Still Fighting the 2008 Election

As McCain and Palin rail against the HBO movie Game Change and Steve Schmidt and Nicolle Wallace and various campaign alum who say it’s accurate, but don’t have the guts to go on the record, lo and behold, memos from the fall of 2008 suddenly fall into Politico‘s lap like ripe fruit (“MCain Aide Memo:  Shield Schmidt,” by Maggie Haberman).

These memos, from just before the election, are focused on preventing Schmidt, McCain’s senior strategist, from taking the hit for the loss and lay out a media strategy to get DC insiders to defend him and his reputation.  The memos were from a McCain senior adviser, Brian Jones, who worked at Mercury Public Affairs (MPA) to two MPA executives.  Schmidt also worked for MPA.

“A week out from the election, named and unnamed sources of the political punditry are beginning to pin some of the blame for McCain’s likely defeat on Steve Schmidt.  … [A] well organized and coordinated effort is needed to defend Steve’s good reputation.  … It is critical this defense be smart and soft….  We cannot be seen coordinating a pre-election defense effort.  That being said, I believe we should in the course of natural conversations with friendly reporters begin to provide positive messaging — off the record.”

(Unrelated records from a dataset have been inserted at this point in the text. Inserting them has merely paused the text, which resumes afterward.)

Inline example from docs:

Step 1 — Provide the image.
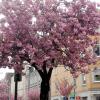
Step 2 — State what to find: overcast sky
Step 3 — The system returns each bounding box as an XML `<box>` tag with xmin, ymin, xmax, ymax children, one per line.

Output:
<box><xmin>0</xmin><ymin>0</ymin><xmax>100</xmax><ymax>80</ymax></box>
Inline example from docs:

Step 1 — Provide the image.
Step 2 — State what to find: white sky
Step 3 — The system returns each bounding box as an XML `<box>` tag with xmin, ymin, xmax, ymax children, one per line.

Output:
<box><xmin>0</xmin><ymin>0</ymin><xmax>100</xmax><ymax>80</ymax></box>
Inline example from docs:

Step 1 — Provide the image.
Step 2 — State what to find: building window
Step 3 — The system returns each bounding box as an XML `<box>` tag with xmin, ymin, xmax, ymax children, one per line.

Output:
<box><xmin>94</xmin><ymin>43</ymin><xmax>100</xmax><ymax>57</ymax></box>
<box><xmin>96</xmin><ymin>96</ymin><xmax>100</xmax><ymax>100</ymax></box>
<box><xmin>93</xmin><ymin>69</ymin><xmax>100</xmax><ymax>82</ymax></box>
<box><xmin>82</xmin><ymin>74</ymin><xmax>86</xmax><ymax>85</ymax></box>
<box><xmin>82</xmin><ymin>97</ymin><xmax>87</xmax><ymax>100</ymax></box>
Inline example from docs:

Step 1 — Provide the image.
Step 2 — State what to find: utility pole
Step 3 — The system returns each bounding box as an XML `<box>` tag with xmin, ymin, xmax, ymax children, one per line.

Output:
<box><xmin>74</xmin><ymin>78</ymin><xmax>76</xmax><ymax>100</ymax></box>
<box><xmin>14</xmin><ymin>72</ymin><xmax>22</xmax><ymax>100</ymax></box>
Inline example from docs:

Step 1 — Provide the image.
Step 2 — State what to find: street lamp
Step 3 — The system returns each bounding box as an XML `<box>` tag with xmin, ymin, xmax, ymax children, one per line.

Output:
<box><xmin>74</xmin><ymin>78</ymin><xmax>76</xmax><ymax>100</ymax></box>
<box><xmin>14</xmin><ymin>72</ymin><xmax>22</xmax><ymax>100</ymax></box>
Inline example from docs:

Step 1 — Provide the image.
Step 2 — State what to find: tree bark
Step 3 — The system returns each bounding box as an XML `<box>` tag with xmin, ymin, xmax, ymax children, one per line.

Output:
<box><xmin>32</xmin><ymin>63</ymin><xmax>53</xmax><ymax>100</ymax></box>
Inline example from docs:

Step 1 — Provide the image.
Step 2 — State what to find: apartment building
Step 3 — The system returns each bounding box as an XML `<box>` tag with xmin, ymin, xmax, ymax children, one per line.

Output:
<box><xmin>10</xmin><ymin>63</ymin><xmax>41</xmax><ymax>100</ymax></box>
<box><xmin>51</xmin><ymin>38</ymin><xmax>100</xmax><ymax>100</ymax></box>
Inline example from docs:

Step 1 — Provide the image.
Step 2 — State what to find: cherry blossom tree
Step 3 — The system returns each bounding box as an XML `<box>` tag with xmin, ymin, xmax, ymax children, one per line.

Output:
<box><xmin>0</xmin><ymin>0</ymin><xmax>100</xmax><ymax>100</ymax></box>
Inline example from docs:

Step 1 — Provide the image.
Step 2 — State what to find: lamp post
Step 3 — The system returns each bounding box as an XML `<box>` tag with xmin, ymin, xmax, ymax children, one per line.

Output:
<box><xmin>14</xmin><ymin>72</ymin><xmax>22</xmax><ymax>100</ymax></box>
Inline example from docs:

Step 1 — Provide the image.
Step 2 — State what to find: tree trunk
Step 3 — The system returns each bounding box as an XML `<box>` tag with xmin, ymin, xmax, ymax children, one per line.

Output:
<box><xmin>40</xmin><ymin>81</ymin><xmax>50</xmax><ymax>100</ymax></box>
<box><xmin>32</xmin><ymin>62</ymin><xmax>53</xmax><ymax>100</ymax></box>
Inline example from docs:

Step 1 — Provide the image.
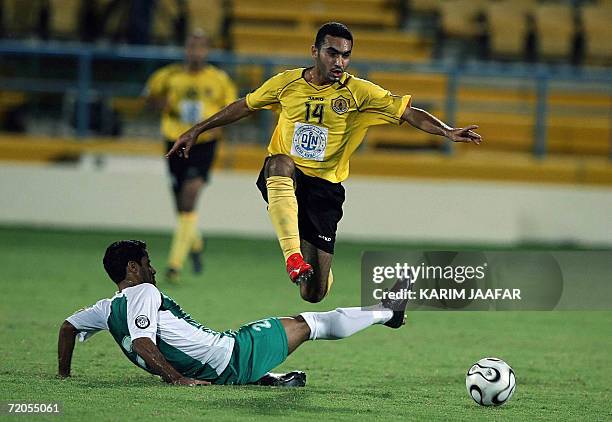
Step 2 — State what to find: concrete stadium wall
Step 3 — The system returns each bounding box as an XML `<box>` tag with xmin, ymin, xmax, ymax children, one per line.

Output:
<box><xmin>0</xmin><ymin>156</ymin><xmax>612</xmax><ymax>246</ymax></box>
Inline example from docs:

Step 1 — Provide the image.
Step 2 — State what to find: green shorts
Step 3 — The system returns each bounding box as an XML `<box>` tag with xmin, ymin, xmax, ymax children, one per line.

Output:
<box><xmin>213</xmin><ymin>318</ymin><xmax>289</xmax><ymax>384</ymax></box>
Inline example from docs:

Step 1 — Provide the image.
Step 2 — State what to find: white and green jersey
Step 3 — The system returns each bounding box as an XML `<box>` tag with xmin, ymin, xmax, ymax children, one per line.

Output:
<box><xmin>67</xmin><ymin>283</ymin><xmax>235</xmax><ymax>380</ymax></box>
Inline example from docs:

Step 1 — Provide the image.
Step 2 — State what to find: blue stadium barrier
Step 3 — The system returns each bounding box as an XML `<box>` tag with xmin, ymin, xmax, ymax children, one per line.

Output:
<box><xmin>0</xmin><ymin>40</ymin><xmax>612</xmax><ymax>160</ymax></box>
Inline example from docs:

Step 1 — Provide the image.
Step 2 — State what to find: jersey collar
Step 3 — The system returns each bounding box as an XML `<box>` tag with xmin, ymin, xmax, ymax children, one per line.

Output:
<box><xmin>302</xmin><ymin>66</ymin><xmax>349</xmax><ymax>91</ymax></box>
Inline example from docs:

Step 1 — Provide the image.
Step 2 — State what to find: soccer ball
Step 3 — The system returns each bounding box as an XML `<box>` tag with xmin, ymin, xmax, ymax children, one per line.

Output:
<box><xmin>465</xmin><ymin>358</ymin><xmax>516</xmax><ymax>406</ymax></box>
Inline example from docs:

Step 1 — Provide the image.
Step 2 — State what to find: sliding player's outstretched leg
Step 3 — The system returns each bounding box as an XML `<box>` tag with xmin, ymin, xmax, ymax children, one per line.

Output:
<box><xmin>264</xmin><ymin>154</ymin><xmax>314</xmax><ymax>284</ymax></box>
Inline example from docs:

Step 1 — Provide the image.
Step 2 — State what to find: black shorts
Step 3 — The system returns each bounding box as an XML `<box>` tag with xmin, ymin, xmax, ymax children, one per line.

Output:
<box><xmin>166</xmin><ymin>139</ymin><xmax>217</xmax><ymax>193</ymax></box>
<box><xmin>256</xmin><ymin>158</ymin><xmax>344</xmax><ymax>254</ymax></box>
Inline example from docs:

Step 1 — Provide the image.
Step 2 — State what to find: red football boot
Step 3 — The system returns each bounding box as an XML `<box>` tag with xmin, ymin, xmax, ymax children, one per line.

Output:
<box><xmin>287</xmin><ymin>252</ymin><xmax>314</xmax><ymax>284</ymax></box>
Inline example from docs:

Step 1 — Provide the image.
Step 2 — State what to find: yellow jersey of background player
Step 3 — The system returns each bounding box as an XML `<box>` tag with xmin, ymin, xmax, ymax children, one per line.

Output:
<box><xmin>145</xmin><ymin>31</ymin><xmax>237</xmax><ymax>282</ymax></box>
<box><xmin>167</xmin><ymin>22</ymin><xmax>481</xmax><ymax>302</ymax></box>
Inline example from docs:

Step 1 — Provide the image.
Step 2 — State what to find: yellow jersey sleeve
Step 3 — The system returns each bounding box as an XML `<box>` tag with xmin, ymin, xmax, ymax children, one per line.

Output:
<box><xmin>246</xmin><ymin>71</ymin><xmax>302</xmax><ymax>110</ymax></box>
<box><xmin>356</xmin><ymin>79</ymin><xmax>412</xmax><ymax>126</ymax></box>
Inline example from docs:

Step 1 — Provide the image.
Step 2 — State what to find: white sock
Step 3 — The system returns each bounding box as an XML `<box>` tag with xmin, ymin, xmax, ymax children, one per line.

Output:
<box><xmin>300</xmin><ymin>304</ymin><xmax>393</xmax><ymax>340</ymax></box>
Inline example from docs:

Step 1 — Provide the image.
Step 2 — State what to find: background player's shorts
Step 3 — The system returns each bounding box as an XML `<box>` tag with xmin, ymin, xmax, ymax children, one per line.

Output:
<box><xmin>166</xmin><ymin>139</ymin><xmax>217</xmax><ymax>193</ymax></box>
<box><xmin>213</xmin><ymin>318</ymin><xmax>289</xmax><ymax>384</ymax></box>
<box><xmin>256</xmin><ymin>157</ymin><xmax>345</xmax><ymax>254</ymax></box>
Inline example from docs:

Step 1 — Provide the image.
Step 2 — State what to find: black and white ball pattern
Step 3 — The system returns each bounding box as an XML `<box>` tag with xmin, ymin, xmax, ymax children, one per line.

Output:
<box><xmin>465</xmin><ymin>358</ymin><xmax>516</xmax><ymax>406</ymax></box>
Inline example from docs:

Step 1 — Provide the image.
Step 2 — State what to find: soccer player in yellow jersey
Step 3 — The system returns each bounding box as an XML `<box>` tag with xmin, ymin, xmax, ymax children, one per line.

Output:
<box><xmin>167</xmin><ymin>22</ymin><xmax>481</xmax><ymax>302</ymax></box>
<box><xmin>145</xmin><ymin>31</ymin><xmax>237</xmax><ymax>281</ymax></box>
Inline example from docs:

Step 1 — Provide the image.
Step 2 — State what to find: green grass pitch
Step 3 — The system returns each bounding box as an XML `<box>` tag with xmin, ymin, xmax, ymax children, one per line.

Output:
<box><xmin>0</xmin><ymin>228</ymin><xmax>612</xmax><ymax>421</ymax></box>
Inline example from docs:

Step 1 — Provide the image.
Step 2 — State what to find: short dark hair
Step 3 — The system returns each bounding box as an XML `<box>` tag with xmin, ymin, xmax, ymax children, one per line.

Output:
<box><xmin>315</xmin><ymin>22</ymin><xmax>353</xmax><ymax>50</ymax></box>
<box><xmin>102</xmin><ymin>240</ymin><xmax>147</xmax><ymax>284</ymax></box>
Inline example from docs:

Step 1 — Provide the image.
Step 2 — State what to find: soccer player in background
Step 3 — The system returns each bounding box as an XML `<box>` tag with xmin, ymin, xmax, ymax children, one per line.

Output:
<box><xmin>167</xmin><ymin>22</ymin><xmax>481</xmax><ymax>302</ymax></box>
<box><xmin>145</xmin><ymin>30</ymin><xmax>237</xmax><ymax>282</ymax></box>
<box><xmin>58</xmin><ymin>240</ymin><xmax>412</xmax><ymax>386</ymax></box>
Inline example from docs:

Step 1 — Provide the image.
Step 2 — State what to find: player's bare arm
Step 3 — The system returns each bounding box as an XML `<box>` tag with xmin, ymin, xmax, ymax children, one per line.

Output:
<box><xmin>401</xmin><ymin>106</ymin><xmax>482</xmax><ymax>145</ymax></box>
<box><xmin>57</xmin><ymin>321</ymin><xmax>77</xmax><ymax>378</ymax></box>
<box><xmin>166</xmin><ymin>98</ymin><xmax>253</xmax><ymax>158</ymax></box>
<box><xmin>132</xmin><ymin>337</ymin><xmax>210</xmax><ymax>386</ymax></box>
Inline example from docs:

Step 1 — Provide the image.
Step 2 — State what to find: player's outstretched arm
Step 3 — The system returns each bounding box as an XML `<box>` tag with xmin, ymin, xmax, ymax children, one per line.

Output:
<box><xmin>57</xmin><ymin>321</ymin><xmax>77</xmax><ymax>378</ymax></box>
<box><xmin>132</xmin><ymin>337</ymin><xmax>210</xmax><ymax>386</ymax></box>
<box><xmin>402</xmin><ymin>106</ymin><xmax>482</xmax><ymax>145</ymax></box>
<box><xmin>166</xmin><ymin>98</ymin><xmax>253</xmax><ymax>158</ymax></box>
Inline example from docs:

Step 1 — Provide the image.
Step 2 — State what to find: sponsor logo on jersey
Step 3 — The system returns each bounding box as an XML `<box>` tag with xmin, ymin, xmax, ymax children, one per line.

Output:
<box><xmin>134</xmin><ymin>315</ymin><xmax>150</xmax><ymax>330</ymax></box>
<box><xmin>291</xmin><ymin>122</ymin><xmax>328</xmax><ymax>161</ymax></box>
<box><xmin>332</xmin><ymin>95</ymin><xmax>349</xmax><ymax>114</ymax></box>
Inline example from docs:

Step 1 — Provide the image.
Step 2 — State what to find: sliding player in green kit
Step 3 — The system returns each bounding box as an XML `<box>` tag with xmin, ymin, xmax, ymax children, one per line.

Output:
<box><xmin>58</xmin><ymin>240</ymin><xmax>411</xmax><ymax>386</ymax></box>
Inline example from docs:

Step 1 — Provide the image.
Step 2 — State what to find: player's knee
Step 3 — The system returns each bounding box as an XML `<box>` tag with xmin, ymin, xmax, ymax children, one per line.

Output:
<box><xmin>266</xmin><ymin>154</ymin><xmax>295</xmax><ymax>177</ymax></box>
<box><xmin>300</xmin><ymin>289</ymin><xmax>327</xmax><ymax>303</ymax></box>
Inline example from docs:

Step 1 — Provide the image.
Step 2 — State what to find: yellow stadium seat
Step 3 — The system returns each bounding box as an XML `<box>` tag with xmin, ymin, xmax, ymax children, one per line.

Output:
<box><xmin>409</xmin><ymin>0</ymin><xmax>443</xmax><ymax>13</ymax></box>
<box><xmin>440</xmin><ymin>0</ymin><xmax>487</xmax><ymax>38</ymax></box>
<box><xmin>187</xmin><ymin>0</ymin><xmax>224</xmax><ymax>45</ymax></box>
<box><xmin>231</xmin><ymin>0</ymin><xmax>399</xmax><ymax>30</ymax></box>
<box><xmin>151</xmin><ymin>0</ymin><xmax>180</xmax><ymax>43</ymax></box>
<box><xmin>49</xmin><ymin>0</ymin><xmax>81</xmax><ymax>39</ymax></box>
<box><xmin>2</xmin><ymin>0</ymin><xmax>48</xmax><ymax>38</ymax></box>
<box><xmin>486</xmin><ymin>0</ymin><xmax>533</xmax><ymax>58</ymax></box>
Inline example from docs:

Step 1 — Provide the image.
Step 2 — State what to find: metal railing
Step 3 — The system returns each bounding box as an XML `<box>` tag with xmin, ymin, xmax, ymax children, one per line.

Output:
<box><xmin>0</xmin><ymin>40</ymin><xmax>612</xmax><ymax>159</ymax></box>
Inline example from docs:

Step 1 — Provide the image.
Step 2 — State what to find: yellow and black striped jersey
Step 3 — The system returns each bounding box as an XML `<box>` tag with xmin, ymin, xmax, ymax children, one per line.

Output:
<box><xmin>145</xmin><ymin>63</ymin><xmax>237</xmax><ymax>142</ymax></box>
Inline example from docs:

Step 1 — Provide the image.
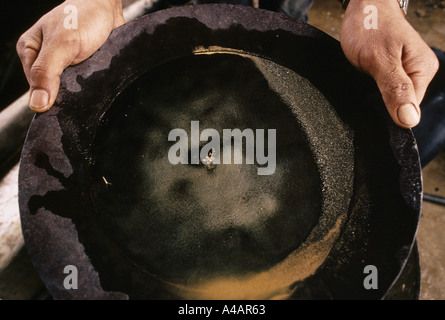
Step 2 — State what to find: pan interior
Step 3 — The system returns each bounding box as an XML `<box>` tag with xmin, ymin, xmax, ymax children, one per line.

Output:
<box><xmin>89</xmin><ymin>53</ymin><xmax>352</xmax><ymax>296</ymax></box>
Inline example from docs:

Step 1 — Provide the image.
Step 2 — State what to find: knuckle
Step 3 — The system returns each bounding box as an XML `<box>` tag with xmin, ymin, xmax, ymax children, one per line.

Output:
<box><xmin>384</xmin><ymin>76</ymin><xmax>413</xmax><ymax>98</ymax></box>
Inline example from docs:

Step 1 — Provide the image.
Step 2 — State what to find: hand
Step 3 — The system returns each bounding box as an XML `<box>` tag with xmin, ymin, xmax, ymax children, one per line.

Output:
<box><xmin>17</xmin><ymin>0</ymin><xmax>125</xmax><ymax>112</ymax></box>
<box><xmin>340</xmin><ymin>0</ymin><xmax>439</xmax><ymax>128</ymax></box>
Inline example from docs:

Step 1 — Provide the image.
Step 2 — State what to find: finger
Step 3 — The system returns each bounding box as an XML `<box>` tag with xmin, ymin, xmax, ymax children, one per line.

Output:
<box><xmin>29</xmin><ymin>36</ymin><xmax>79</xmax><ymax>112</ymax></box>
<box><xmin>374</xmin><ymin>64</ymin><xmax>420</xmax><ymax>128</ymax></box>
<box><xmin>16</xmin><ymin>28</ymin><xmax>42</xmax><ymax>83</ymax></box>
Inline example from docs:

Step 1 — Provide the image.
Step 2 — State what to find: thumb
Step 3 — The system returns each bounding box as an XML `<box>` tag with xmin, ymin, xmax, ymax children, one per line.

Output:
<box><xmin>28</xmin><ymin>42</ymin><xmax>78</xmax><ymax>112</ymax></box>
<box><xmin>374</xmin><ymin>64</ymin><xmax>420</xmax><ymax>128</ymax></box>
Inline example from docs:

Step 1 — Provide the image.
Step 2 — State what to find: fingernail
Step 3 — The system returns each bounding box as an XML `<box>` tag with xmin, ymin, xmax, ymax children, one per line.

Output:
<box><xmin>397</xmin><ymin>103</ymin><xmax>420</xmax><ymax>127</ymax></box>
<box><xmin>29</xmin><ymin>89</ymin><xmax>49</xmax><ymax>109</ymax></box>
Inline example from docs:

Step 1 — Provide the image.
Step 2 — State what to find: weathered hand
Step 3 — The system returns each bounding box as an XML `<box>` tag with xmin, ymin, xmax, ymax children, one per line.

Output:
<box><xmin>340</xmin><ymin>0</ymin><xmax>439</xmax><ymax>128</ymax></box>
<box><xmin>17</xmin><ymin>0</ymin><xmax>125</xmax><ymax>112</ymax></box>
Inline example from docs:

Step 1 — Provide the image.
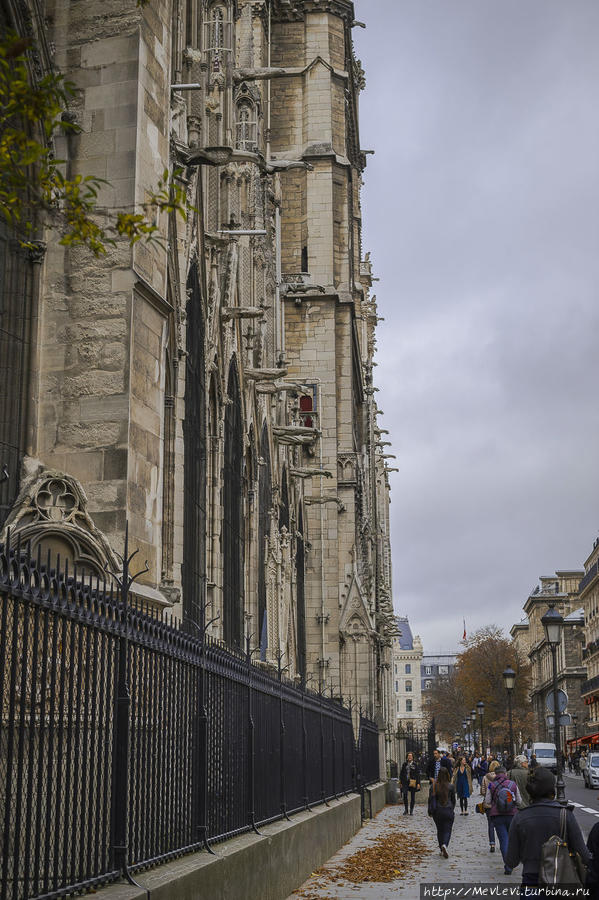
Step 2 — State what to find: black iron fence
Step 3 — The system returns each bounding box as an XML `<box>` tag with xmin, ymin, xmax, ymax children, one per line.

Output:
<box><xmin>0</xmin><ymin>544</ymin><xmax>379</xmax><ymax>900</ymax></box>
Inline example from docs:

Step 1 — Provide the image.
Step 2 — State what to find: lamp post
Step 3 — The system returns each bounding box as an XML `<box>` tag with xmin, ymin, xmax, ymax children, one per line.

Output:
<box><xmin>503</xmin><ymin>666</ymin><xmax>516</xmax><ymax>757</ymax></box>
<box><xmin>476</xmin><ymin>700</ymin><xmax>486</xmax><ymax>757</ymax></box>
<box><xmin>541</xmin><ymin>606</ymin><xmax>566</xmax><ymax>806</ymax></box>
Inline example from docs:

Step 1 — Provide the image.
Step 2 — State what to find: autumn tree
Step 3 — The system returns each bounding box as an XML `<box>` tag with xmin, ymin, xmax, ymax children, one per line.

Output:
<box><xmin>424</xmin><ymin>625</ymin><xmax>533</xmax><ymax>749</ymax></box>
<box><xmin>0</xmin><ymin>32</ymin><xmax>186</xmax><ymax>256</ymax></box>
<box><xmin>455</xmin><ymin>625</ymin><xmax>533</xmax><ymax>747</ymax></box>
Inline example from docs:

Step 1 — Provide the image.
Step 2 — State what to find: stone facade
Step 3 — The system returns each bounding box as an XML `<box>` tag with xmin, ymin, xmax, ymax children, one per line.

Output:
<box><xmin>524</xmin><ymin>571</ymin><xmax>586</xmax><ymax>746</ymax></box>
<box><xmin>393</xmin><ymin>616</ymin><xmax>424</xmax><ymax>729</ymax></box>
<box><xmin>577</xmin><ymin>539</ymin><xmax>599</xmax><ymax>744</ymax></box>
<box><xmin>0</xmin><ymin>0</ymin><xmax>395</xmax><ymax>724</ymax></box>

There is more about getting out a not-Schmidt’s-fault spin from friends with “our message points” and about booking Schmidt himself for interviews.

Schmidt told Politico he was unaware of these memos or efforts, but clearly the intent of the leak is to make him seem self-serving and focused on saving his own tush even before the ballots were cast.

I believe that Game Change places too much blame for Palin on Schmidt and not enough on campaign manager Rick Davis.  Then there were the GOP Great Mentioners who had been pushing Palin for over a year — folks like Dick Morris, Bill Kristol, Fred Barnes, older guys seduced by her looks and flirtatiousness when they met her in Alaska.

But in defense of the McCain campaign, I think it’s reasonable to assume that any one of our fifty governors has a certain level of very basic knowledge — what the Federal Reserve is; why there is a North Korea and a South Korea; that the Prime Minister runs Great Britain, not the Queen.  While the meetings with Palin before she was announced were obviously not inquisitive enough, I don’t think they could have imagined her staggering level of ignorance.